Fraschini F, Scaglione F, Coppi G, Piazza G, Marchi E, Montoli C C, Scarpazza G
Int J Clin Pharmacol Res. 1987;7(2):129-33.
Fifteen patients suffering from obstructive chronic bronchopneumonia in a clinical steady-state phase received 0.6 g of tiopronin once a day during 10 days per os. The lymphocyte subsets (OKT3, OKT4 and OKT8) have been identified in peripheral blood and in bronchoalveolar lavage liquid (BAL) before and after treatment and phagocytosis has been evaluated in pulmonary alveolar macrophages (PAM) (phagocytosis index, phagocytosis percentage, superoxide-ion production).
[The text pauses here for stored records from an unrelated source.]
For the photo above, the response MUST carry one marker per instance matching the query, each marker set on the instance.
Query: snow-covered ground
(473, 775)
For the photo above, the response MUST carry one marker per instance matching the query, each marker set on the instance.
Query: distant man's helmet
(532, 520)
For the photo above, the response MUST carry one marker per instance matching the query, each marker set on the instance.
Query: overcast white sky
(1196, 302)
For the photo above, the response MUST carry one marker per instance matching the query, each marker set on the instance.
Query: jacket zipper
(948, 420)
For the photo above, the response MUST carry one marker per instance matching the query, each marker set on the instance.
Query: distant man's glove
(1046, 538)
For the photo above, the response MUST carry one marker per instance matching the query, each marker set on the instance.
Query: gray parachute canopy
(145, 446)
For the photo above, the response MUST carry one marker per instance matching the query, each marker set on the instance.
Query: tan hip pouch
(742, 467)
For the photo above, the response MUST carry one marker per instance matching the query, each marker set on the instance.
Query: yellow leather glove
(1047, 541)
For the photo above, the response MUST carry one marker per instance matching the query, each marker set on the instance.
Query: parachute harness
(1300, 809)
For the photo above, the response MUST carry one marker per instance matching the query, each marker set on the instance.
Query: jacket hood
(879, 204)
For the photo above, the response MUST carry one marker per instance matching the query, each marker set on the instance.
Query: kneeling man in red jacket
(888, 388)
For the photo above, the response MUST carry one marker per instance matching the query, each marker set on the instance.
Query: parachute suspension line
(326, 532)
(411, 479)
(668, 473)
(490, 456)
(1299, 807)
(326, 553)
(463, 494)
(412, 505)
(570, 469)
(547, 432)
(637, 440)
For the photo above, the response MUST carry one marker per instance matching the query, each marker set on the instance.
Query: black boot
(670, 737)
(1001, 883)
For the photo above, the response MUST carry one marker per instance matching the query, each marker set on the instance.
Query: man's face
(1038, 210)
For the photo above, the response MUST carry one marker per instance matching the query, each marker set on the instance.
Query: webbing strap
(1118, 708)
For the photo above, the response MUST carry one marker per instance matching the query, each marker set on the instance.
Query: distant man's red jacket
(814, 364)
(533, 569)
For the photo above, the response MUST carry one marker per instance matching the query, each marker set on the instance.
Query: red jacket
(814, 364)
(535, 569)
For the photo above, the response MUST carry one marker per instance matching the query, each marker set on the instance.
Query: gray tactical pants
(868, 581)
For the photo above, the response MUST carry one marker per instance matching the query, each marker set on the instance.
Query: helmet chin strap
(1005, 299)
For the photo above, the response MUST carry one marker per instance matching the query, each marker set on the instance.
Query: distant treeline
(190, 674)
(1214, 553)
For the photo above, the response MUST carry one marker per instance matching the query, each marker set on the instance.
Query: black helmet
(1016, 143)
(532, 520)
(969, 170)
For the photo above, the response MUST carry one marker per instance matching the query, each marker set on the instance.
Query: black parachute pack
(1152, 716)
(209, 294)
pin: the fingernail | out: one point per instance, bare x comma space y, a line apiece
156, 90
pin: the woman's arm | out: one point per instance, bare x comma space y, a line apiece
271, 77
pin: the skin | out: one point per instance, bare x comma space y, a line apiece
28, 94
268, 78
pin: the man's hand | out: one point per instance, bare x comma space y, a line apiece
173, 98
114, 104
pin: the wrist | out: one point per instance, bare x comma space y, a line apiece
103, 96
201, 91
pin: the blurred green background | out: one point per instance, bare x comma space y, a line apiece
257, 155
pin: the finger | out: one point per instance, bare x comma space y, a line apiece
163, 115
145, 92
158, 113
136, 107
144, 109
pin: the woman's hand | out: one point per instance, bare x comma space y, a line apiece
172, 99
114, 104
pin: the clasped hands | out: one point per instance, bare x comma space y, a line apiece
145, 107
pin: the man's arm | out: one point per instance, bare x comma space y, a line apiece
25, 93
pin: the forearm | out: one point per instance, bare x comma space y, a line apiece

A highly significant improvement in the phagocytosis process has been observed in the PAM, as well as an increase in the number of lymphocytes T3 and in the T4/T8 ratio (due to an increase in T4 lymphocytes) in the BAL; while in peripheral blood T3 and T4 lymphocytes and the T4/T8 ratio only showed a nonsignificant increase after treatment. The possible mechanisms on which these variations are based have been investigated.
15例处于临床稳定期的阻塞性慢性支气管肺炎患者口服硫普罗宁,每日0.6g,共10天。治疗前后分别对外周血和支气管肺泡灌洗液(BAL)中的淋巴细胞亚群(OKT3、OKT4和OKT8)进行鉴定,并对肺泡巨噬细胞(PAM)的吞噬作用进行评估(吞噬指数、吞噬百分比、超氧离子产生)。观察到PAM的吞噬过程有高度显著改善,BAL中T3淋巴细胞数量及T4/T8比值增加(由于T4淋巴细胞增加);而外周血中T3和T4淋巴细胞以及T4/T8比值在治疗后仅呈非显著增加。已对这些变化所基于的可能机制进行了研究。